Chairwoman Jes Wolfe is clear that this wasn’t accidental. “This is about bringing together women, bringing together excellence, bringing together a community that is united in wanting to build something that will last for a very, very, very long time in San Francisco”, she explained. The key difference? These aren’t passive investors sitting back and cashing checks. LOVB SF is actively seeking owners who will actually contribute their expertise, networks, and voices to building the franchise from the ground up.

That means legendary players like Abby Wambach, Holly Rowe, Brandi Chastain, and Olympic volleyball icon Kelsey Robinson Cook are joining monthly Zoom calls with the TaskRabbit founder, the Warriors’ team ophthalmologist, and global AI entrepreneurs. The organization is planning annual in-person summits and forming subcommittees focused on everything from sponsorships to marketing.

This approach completely flips the traditional sports ownership model on its head.
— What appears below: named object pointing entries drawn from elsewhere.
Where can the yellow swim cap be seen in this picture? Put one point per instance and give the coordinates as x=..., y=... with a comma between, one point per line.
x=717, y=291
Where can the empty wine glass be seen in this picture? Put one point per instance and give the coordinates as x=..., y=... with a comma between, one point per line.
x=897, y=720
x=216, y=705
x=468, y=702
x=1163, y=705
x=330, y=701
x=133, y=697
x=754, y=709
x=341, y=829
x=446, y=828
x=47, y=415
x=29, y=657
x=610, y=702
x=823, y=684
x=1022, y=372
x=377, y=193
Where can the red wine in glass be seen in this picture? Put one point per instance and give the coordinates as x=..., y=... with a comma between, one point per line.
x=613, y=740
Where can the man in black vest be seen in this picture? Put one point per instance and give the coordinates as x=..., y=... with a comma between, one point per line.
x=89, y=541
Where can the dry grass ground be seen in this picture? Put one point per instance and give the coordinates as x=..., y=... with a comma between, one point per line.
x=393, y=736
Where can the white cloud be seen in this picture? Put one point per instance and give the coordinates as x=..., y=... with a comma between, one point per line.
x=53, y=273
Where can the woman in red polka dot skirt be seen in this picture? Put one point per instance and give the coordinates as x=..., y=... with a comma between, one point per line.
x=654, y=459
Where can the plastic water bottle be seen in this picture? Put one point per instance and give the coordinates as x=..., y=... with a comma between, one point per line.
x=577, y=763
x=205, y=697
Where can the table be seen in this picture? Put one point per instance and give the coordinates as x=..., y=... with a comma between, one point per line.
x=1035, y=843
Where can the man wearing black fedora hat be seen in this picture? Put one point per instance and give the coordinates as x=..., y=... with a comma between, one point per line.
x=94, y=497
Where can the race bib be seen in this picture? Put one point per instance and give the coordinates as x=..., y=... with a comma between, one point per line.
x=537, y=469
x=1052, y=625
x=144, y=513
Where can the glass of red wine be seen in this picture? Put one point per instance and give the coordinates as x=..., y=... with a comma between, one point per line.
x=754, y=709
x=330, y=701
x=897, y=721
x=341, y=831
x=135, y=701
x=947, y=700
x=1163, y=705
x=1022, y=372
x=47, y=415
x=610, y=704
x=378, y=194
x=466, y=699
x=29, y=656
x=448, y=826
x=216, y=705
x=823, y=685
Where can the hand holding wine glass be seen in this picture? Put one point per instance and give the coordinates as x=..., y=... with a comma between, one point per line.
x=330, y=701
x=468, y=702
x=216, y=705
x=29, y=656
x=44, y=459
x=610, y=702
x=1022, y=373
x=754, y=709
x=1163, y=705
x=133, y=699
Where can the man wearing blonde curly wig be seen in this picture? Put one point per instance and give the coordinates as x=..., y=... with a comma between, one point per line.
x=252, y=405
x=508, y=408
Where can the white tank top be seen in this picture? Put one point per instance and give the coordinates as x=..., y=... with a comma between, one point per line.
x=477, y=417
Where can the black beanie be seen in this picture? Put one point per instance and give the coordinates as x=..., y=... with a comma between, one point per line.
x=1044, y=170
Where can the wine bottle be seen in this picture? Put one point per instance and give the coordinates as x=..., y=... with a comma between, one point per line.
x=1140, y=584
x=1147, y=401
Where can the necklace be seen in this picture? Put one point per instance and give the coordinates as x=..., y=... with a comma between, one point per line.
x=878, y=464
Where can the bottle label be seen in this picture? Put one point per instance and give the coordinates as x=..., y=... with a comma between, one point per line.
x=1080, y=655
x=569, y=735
Most pro sports teams intentionally keep ownership groups small and tight, with just a handful of controlling stakeholders making decisions. Private equity firms often swoop in to take stakes, like how Sixth Street backs Bay FC. But LOVB SF is betting that for women’s sports, where growth depends just as much on community enthusiasm as it does on infrastructure, a larger, more engaged ownership base will accelerate everything.

The timing makes sense. The Bay Area has already proven itself as a powerhouse for women’s sports. The Golden State Valkyries just wrapped up their first WNBA season, and Bay FC is in its third year building something special. Volleyball, though, is seen as the next frontier. The sport is already huge at the youth and college levels, and the U.S. pro ceiling remains largely untapped.
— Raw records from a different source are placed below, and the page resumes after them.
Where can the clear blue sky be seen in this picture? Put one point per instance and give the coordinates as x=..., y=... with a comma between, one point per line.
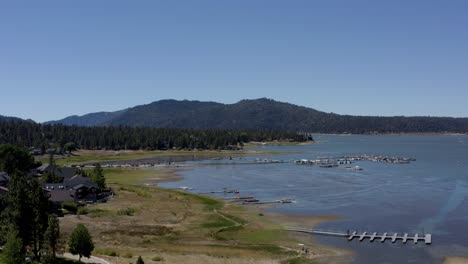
x=393, y=57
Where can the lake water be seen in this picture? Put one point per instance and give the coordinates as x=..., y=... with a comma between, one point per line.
x=428, y=195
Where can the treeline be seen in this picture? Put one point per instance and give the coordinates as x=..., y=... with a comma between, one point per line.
x=30, y=134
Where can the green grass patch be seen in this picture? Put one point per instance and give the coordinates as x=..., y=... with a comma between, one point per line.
x=89, y=156
x=157, y=258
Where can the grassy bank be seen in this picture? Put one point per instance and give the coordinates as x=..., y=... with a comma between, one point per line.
x=168, y=226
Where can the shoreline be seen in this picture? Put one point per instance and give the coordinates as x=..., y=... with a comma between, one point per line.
x=257, y=216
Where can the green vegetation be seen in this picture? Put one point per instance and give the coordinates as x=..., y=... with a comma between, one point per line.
x=67, y=138
x=13, y=252
x=80, y=242
x=51, y=236
x=97, y=176
x=299, y=260
x=128, y=212
x=140, y=260
x=106, y=252
x=211, y=204
x=267, y=114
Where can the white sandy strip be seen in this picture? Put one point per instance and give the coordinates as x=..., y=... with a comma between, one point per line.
x=92, y=259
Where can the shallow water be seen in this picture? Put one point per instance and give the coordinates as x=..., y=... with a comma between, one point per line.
x=428, y=195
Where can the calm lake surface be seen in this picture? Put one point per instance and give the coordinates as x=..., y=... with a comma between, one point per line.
x=428, y=195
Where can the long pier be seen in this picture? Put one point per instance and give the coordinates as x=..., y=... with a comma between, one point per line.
x=393, y=237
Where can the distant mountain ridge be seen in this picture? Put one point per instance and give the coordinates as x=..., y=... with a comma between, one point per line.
x=265, y=114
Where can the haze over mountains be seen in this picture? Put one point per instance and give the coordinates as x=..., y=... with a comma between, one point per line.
x=260, y=114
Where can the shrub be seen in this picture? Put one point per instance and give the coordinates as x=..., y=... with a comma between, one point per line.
x=157, y=258
x=82, y=211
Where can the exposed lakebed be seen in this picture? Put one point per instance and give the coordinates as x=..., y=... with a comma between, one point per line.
x=428, y=195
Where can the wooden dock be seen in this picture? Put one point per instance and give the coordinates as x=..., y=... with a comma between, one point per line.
x=393, y=237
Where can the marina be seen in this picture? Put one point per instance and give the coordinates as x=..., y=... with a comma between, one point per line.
x=361, y=236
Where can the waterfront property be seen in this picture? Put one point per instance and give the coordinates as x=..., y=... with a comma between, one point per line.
x=427, y=238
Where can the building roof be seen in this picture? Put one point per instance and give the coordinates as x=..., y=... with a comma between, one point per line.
x=79, y=180
x=46, y=168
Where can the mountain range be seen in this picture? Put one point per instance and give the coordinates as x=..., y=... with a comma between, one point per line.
x=263, y=114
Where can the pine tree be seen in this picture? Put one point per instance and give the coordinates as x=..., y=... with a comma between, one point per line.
x=98, y=177
x=80, y=242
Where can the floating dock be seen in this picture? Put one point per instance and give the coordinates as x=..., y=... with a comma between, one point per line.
x=393, y=237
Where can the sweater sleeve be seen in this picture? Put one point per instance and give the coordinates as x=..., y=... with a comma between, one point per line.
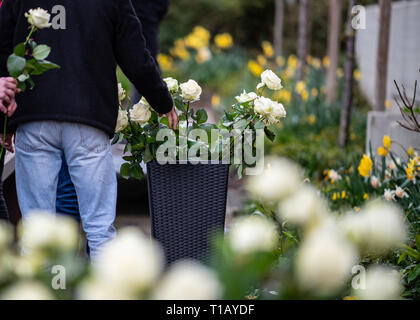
x=137, y=62
x=7, y=29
For many owners, the investment is deeply personal. Steve Kerr and his wife Margot are part-owners alongside their daughter Maddy, who played as a libero at Cal. Others, like three-time Olympian YK Kim, are accomplished in the sport itself. The common thread? They all want to build something they wish had existed sooner.

LOVB SF won’t debut until next season and is still finalizing its arena deal within San Francisco city limits, but the franchise is already changing how we think about ownership, investment, and building women’s sports in America.